While the rest of us are rightfully screaming from the rooftops about the impending SOPA legislation (which would essentially make prison-bound felons of anyone embedding a YouTube clip), the big bad record labels are actually taking the lunacy a step further by declaring war on their own artists, under their own copyrights.
The major music labels always love to promote the party line that everything they do is to protect and support the artists on their roster. Universal Music in particular has a knack for these kind of rosy statements, while out of the other corner of their mouths they're having 50 Cent's own personal website declared a pirate site. Never an industry to shoot itself in the foot without taking aim at the other one as well, UMG took the extra step of Scrooging up 50 Cent's new official video, which was released on Christmas day.

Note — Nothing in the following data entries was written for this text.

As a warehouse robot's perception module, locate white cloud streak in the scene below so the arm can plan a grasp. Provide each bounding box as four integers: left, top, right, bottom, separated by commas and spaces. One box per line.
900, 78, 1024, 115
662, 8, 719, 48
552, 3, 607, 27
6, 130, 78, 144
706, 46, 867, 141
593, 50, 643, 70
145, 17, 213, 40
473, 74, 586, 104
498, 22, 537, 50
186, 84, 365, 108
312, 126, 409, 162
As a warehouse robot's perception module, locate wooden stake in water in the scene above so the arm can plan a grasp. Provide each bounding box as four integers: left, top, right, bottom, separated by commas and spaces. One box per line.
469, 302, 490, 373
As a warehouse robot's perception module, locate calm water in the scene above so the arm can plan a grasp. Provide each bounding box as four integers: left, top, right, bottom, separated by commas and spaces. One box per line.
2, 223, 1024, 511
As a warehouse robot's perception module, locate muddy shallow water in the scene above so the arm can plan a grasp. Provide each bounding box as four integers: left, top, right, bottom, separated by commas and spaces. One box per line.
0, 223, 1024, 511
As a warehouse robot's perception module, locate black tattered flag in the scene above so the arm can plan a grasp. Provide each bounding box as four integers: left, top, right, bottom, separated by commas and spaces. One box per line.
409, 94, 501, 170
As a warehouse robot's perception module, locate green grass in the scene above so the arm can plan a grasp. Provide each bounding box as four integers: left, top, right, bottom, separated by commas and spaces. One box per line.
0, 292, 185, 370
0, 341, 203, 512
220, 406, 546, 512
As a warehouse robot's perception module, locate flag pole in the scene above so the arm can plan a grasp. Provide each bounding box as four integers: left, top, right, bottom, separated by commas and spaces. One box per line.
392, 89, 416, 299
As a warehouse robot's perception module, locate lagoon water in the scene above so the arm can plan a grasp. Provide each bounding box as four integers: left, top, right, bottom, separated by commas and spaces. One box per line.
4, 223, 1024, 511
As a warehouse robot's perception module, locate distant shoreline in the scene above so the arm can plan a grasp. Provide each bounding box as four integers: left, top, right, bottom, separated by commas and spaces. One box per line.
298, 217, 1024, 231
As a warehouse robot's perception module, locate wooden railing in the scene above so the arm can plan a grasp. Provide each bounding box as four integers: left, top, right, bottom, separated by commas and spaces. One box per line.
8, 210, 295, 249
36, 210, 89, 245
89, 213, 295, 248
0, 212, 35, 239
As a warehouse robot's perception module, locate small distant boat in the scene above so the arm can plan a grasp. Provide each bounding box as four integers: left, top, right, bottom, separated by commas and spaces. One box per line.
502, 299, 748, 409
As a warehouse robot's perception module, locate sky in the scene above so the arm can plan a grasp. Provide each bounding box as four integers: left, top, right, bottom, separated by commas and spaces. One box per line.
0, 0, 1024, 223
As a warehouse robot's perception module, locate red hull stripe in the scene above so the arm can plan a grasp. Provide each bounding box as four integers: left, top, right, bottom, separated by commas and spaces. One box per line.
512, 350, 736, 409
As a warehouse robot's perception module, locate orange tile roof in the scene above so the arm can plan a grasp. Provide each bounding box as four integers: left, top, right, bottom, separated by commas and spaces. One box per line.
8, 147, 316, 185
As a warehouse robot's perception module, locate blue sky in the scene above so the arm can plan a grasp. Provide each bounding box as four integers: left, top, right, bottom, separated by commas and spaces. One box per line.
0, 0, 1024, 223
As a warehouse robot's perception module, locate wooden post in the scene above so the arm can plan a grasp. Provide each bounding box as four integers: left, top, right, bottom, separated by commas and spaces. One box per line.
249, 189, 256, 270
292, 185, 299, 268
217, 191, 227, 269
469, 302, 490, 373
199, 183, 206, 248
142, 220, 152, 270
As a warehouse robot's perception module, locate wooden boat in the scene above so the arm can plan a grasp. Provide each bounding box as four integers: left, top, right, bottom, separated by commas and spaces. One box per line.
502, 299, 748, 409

What did the label do? Why, they took the video down, of course. On copyright grounds. Their own copyright. 50 Cent's own YouTube account put up the "official video" for the song "They Burn Me," but within hours, if you clicked the link for the vid, this is what you were met with:
Earlier this year, 50 Cent accused Interscope (a division of UMG) of leaking his first single and the artwork for his second single ahead of the agreed timeline. As retaliation, Jackson threatened to leak one of Dr. Dre's latest tracks, off the endlessly-delayed Detox album. He never did, but the threat undoubtedly had all the alarms blaring at the UMG attorney headquarters.
In an age of rampant & reckless domineering control by the RIAA, the major labels and the government itself, UMG takes the cake as the clearest shining examples of the clusterf*cked bureaucratic overreach of power the music industry is currently wielding. It's merely one more sign of the ever-changing tides, and the fatcat majors middlemen who've exploited artists for eight-plus decades see the fire on the horizon, they know that it's coming for them, and they're scrambling every which way they can to maintain control of the water that's slipping through their greasy little sausage fingers.
Every do-it-yourself success achieved by the likes of Radiohead, Louis C.K. or the countless others bypassing the majors for their own independent releases is a further leap of the flames, a further closing of the noose around the necks of those who have made an entire industry of gluttonous top-heavy exploitation of artists.
You can't stop progress, no matter how tight you hold your ears & close your eyes. Sabotaging your own artists will be even less effective.